A genetic disease is a sickness that a person is born with. Birth defects can be inherited or caused by environmental factors. They don’t always have a significant impact on a child’s health and development; sometimes the effects are minimal. However, a child born with a congenital condition may experience health or mobility challenges for the remainder of their lives.
It is normal to be concerned about congenital illnesses if you are pregnant or trying to conceive. This is especially true if the illness runs in the family. You can be checked for some illnesses while pregnant, but not all. You can also take steps to reduce the chances that your kid will be born with one.
Which are the most frequent birth defects?
Listed below are some common birth defects:
• cleft lip and palate—often discovered during frequent prenatal screenings.
• congenital cardiac disease, which can include a hole in the heart, valve problems, or blood vessel issues. These are usually discovered via frequent scans throughout pregnancy or after the baby is born.
• cerebral palsy—usually discovered in the first few years of life
There is a DNA test that can detect fragile X syndrome during pregnancy or in the first few years of life.
• Down syndrome (Trisomy 21)—this is typically discovered by DNA testing during pregnancy.
• Spina bifida is commonly discovered during regular prenatal scans.
• Cystic fibrosis—usually discovered during neonatal screenings.
How often do birth issues occur?
Birth complications occur frequently. Every four and a half minutes, a newborn in the United States is born with a birth defect. One in every 33 newborns born, or 120,000 children per year, fits this description.
Is it appropriate to mention “birth defect”?

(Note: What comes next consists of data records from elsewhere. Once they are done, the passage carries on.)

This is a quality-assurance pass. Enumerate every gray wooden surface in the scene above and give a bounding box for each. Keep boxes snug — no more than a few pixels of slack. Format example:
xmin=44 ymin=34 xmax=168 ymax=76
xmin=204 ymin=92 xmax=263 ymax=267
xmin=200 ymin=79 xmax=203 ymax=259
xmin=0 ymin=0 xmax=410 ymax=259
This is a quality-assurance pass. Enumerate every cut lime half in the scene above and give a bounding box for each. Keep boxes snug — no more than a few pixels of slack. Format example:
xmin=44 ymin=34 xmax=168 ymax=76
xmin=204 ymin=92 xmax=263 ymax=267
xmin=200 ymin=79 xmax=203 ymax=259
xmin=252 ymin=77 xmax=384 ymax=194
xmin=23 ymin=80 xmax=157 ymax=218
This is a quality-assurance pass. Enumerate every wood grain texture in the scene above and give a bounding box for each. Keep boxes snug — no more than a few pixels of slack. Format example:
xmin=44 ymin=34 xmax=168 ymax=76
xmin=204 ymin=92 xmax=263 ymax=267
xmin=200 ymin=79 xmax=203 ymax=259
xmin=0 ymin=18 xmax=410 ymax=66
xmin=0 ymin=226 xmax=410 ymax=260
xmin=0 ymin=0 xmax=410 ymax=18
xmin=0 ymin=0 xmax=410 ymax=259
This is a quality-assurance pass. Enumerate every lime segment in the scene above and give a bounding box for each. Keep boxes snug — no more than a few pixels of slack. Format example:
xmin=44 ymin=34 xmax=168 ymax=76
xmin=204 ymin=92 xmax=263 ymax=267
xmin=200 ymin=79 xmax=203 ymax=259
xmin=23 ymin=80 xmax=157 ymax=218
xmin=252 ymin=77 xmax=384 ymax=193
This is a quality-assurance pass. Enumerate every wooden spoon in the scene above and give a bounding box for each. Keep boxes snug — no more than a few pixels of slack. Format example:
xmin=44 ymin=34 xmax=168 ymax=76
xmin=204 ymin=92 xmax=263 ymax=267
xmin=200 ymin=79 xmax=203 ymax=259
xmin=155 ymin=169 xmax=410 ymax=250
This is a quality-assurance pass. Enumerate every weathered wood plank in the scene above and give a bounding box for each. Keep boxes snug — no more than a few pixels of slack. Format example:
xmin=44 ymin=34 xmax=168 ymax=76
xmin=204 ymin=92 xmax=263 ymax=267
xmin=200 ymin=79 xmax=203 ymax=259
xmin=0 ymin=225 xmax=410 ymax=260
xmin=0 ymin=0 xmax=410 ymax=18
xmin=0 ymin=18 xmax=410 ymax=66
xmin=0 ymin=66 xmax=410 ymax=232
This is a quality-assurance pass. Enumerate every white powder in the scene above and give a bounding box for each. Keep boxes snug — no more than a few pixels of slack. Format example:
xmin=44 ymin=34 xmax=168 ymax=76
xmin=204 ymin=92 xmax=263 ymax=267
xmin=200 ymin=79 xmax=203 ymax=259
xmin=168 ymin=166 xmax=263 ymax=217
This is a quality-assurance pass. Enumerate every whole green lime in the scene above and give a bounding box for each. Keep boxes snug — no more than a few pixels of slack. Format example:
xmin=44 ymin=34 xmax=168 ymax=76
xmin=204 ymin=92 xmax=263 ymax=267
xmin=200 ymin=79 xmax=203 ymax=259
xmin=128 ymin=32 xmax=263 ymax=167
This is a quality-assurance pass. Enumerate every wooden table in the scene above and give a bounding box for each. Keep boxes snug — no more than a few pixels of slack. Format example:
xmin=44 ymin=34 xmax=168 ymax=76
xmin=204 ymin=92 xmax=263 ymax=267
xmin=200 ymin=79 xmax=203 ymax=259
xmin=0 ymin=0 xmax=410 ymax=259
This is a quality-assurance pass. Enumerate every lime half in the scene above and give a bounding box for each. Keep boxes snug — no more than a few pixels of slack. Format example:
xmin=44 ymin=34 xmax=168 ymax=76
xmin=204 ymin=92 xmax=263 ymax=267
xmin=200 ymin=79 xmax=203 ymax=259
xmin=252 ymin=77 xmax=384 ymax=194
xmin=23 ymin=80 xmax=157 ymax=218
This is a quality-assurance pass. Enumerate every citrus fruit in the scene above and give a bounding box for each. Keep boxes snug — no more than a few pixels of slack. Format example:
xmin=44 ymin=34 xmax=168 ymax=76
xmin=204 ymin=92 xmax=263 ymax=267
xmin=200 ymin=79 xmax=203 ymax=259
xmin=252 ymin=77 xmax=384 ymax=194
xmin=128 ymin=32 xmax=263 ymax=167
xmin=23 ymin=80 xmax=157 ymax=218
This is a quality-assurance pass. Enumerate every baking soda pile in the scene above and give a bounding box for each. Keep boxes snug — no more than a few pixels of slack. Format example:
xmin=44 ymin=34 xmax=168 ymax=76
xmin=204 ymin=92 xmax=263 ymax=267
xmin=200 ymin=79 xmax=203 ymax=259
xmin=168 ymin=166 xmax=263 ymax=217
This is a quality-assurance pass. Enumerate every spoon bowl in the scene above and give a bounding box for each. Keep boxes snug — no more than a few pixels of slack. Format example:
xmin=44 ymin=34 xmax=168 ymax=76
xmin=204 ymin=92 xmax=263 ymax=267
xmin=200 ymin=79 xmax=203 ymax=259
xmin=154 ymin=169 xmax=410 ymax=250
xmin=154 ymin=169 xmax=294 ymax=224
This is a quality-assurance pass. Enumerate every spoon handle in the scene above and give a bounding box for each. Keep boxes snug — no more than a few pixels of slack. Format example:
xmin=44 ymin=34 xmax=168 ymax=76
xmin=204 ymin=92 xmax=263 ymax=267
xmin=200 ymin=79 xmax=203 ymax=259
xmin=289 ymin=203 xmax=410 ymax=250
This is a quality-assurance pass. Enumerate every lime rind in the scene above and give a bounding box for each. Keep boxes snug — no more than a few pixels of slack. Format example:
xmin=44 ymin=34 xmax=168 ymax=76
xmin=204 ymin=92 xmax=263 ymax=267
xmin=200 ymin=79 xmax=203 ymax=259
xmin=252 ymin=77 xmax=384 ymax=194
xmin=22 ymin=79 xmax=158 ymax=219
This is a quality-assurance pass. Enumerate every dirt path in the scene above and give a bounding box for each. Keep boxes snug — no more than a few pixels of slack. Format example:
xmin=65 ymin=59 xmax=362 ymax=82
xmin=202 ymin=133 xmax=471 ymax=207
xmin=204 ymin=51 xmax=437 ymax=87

In medicine, a “birth defect” is defined as changes in a person’s bodily structure that occur while they are still in the womb. You can refer to something as a birth defect if you choose. Being nasty to a person with a congenital defect is never acceptable. Their physical appearance does not determine who they are. It is best not to be cruel or nasty while discussing birth defects or people with them. If you do not feel comfortable using the term “birth defect,” you might also:
• Abnormalities present from birth.
• Conditions exist at birth.
• Physical problems.
Signs and Reasons Genetic Diseases
What complications can result from a congenital defect?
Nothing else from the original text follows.